Net Traveller author, Tom Worthington, made a slightly different suggestion in a post on January 2007,
Governments may not wish to have paid commercial advertising on their web sites, but perhaps they could have internal government advertising. Each government web page could have a space reserved for advertising. Normally this would be used to promote government initiatives and publicize web sites (in effect the Government's own Google AdWords). The reserved space would also be used to advise the public of emergency information (emergency information is an area where Federal and State Australian governments do poorly online and as a result are placing the lives of citizens at risk).
There is also at least one government site in Australia already featuring paid commercial advertising. Ourbrisbane.com, owned and operated by the Brisbane City Council.
This site features ads for services such as Seek and RSVP as well as other advertisers.
Looking around the world, there are other examples of the acceptance of advertising on government sites.
In the US while there is an overall policy that government sites should not feature paid advertising, exemptions can be granted, as detailed in Webcontent.gov, the guide to managing US government websites.

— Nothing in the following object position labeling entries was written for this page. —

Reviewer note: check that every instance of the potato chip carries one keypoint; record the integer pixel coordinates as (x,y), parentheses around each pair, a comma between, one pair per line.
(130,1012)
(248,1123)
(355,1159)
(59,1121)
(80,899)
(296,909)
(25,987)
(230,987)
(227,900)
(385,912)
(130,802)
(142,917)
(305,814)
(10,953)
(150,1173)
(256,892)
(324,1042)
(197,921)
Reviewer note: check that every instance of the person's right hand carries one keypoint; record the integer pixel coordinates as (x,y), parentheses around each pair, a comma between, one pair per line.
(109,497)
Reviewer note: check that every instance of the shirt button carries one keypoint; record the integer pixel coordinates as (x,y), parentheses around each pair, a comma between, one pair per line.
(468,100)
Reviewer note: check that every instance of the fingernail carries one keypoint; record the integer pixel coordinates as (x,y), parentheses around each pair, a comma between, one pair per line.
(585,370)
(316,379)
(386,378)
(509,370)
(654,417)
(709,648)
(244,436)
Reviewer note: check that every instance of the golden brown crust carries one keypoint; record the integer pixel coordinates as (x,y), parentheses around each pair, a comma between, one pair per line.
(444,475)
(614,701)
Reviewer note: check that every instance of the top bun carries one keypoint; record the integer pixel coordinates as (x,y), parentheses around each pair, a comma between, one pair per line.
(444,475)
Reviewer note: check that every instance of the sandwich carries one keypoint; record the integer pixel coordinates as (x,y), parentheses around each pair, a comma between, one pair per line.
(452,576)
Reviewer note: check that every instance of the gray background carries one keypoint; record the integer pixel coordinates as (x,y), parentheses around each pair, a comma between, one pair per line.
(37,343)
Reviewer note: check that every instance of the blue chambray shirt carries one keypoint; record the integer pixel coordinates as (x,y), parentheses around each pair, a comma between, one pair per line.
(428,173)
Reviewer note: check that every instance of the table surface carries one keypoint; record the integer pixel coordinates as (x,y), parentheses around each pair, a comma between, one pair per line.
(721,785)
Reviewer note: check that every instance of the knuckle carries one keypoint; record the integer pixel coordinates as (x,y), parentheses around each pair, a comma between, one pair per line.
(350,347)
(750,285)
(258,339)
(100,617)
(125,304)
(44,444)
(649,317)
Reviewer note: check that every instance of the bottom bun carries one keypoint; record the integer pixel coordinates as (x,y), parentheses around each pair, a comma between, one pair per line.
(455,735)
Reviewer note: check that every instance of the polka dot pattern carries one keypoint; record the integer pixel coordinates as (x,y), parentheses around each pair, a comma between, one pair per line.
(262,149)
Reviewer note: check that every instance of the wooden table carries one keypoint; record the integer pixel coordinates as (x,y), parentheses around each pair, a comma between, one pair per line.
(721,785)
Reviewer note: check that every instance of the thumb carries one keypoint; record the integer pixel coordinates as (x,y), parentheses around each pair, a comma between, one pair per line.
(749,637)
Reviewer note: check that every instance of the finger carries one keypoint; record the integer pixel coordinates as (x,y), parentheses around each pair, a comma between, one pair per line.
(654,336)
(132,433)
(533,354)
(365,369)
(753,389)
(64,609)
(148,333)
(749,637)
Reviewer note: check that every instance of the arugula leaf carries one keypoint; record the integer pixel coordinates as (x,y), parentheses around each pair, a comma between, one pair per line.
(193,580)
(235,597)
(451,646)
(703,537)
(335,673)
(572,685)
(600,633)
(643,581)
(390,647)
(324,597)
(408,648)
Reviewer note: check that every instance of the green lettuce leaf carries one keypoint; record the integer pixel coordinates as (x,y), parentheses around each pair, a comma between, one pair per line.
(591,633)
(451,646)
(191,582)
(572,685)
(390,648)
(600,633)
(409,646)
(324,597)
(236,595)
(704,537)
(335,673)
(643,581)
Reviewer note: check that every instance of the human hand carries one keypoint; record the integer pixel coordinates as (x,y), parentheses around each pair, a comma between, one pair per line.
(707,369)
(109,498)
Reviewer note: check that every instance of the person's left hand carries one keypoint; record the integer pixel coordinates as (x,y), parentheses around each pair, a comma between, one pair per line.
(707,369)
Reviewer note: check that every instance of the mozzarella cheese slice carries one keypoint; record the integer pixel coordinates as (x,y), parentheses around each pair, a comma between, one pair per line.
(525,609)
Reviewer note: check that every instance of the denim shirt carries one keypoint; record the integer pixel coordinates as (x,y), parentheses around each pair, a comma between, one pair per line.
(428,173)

I've found evidence that advertising has government sites in the US offering paid advertising for at least four years, as evidenced by this article in Slashdot on 27 July 2004, Advertising Hits Arizona County Government Website,
Maricopa County, home to 3.4 million people in the Phoenix metropolitan area, has seen their GIS website "become an every day tool for realtors, developers, mortgage and title companies, appraisers, inspectors, attorneys and many other professionals associated with the real estate industry." As a result, they are now accepting bids for Web advertisements. As the county is one of the best-run in the nation, this could set quite the precedent.The Maricopa County website is still delivering paid advertising to Phoenix's citizens today.
In the UK there is an even more pragmatic approach.

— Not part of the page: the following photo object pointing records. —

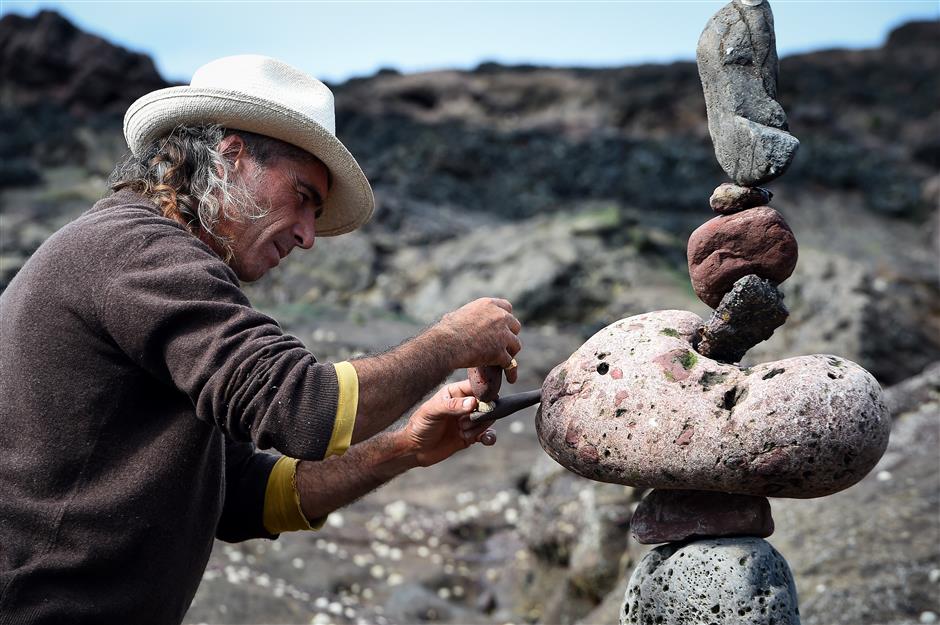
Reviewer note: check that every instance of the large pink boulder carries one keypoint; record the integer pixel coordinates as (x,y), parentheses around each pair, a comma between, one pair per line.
(637,405)
(723,249)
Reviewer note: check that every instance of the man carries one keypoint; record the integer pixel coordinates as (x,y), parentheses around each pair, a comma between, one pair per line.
(137,381)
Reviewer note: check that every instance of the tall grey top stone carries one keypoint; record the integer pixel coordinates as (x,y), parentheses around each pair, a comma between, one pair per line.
(737,63)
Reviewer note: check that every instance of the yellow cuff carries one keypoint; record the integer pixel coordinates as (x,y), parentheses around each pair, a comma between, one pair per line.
(282,512)
(346,407)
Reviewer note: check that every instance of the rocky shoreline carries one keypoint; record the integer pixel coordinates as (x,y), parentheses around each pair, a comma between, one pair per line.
(476,195)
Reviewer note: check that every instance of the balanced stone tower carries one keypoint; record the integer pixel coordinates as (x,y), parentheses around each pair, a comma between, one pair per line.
(658,400)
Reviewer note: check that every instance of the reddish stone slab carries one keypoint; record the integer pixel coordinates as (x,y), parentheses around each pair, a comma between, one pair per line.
(666,516)
(724,249)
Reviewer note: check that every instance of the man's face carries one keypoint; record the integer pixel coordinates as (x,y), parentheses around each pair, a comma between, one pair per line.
(292,193)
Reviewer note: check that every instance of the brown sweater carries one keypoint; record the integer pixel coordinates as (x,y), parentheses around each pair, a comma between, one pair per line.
(128,357)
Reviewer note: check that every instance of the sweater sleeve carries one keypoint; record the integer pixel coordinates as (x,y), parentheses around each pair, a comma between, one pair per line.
(177,311)
(247,473)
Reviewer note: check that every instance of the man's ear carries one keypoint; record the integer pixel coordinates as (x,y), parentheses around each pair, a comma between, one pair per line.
(234,150)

Within the UK Cabinet's guidelines for web site management is included a guide for buying and selling advertising and sponsorship space which states;
Advertising on the web is envisaged as being a revenue stream for government websites. It can reduce the cost of providing government information and services, which saves the taxpayer money or results in better quality services and faster delivery of information and services on-line. It is a perfectly legitimate thing to do as long as the guidelines are adhered to.This guideline was first written in 2002 and remains in force today, six years later, indicating to me that there has not been any major backlash by citizens towards advertising on government sites.
What do you think?
So what do you think of the idea of placing paid advertising on Australian government websites?
Would it be appropriate for your website?
Would a revenue stream help raise the profile of your site in the department?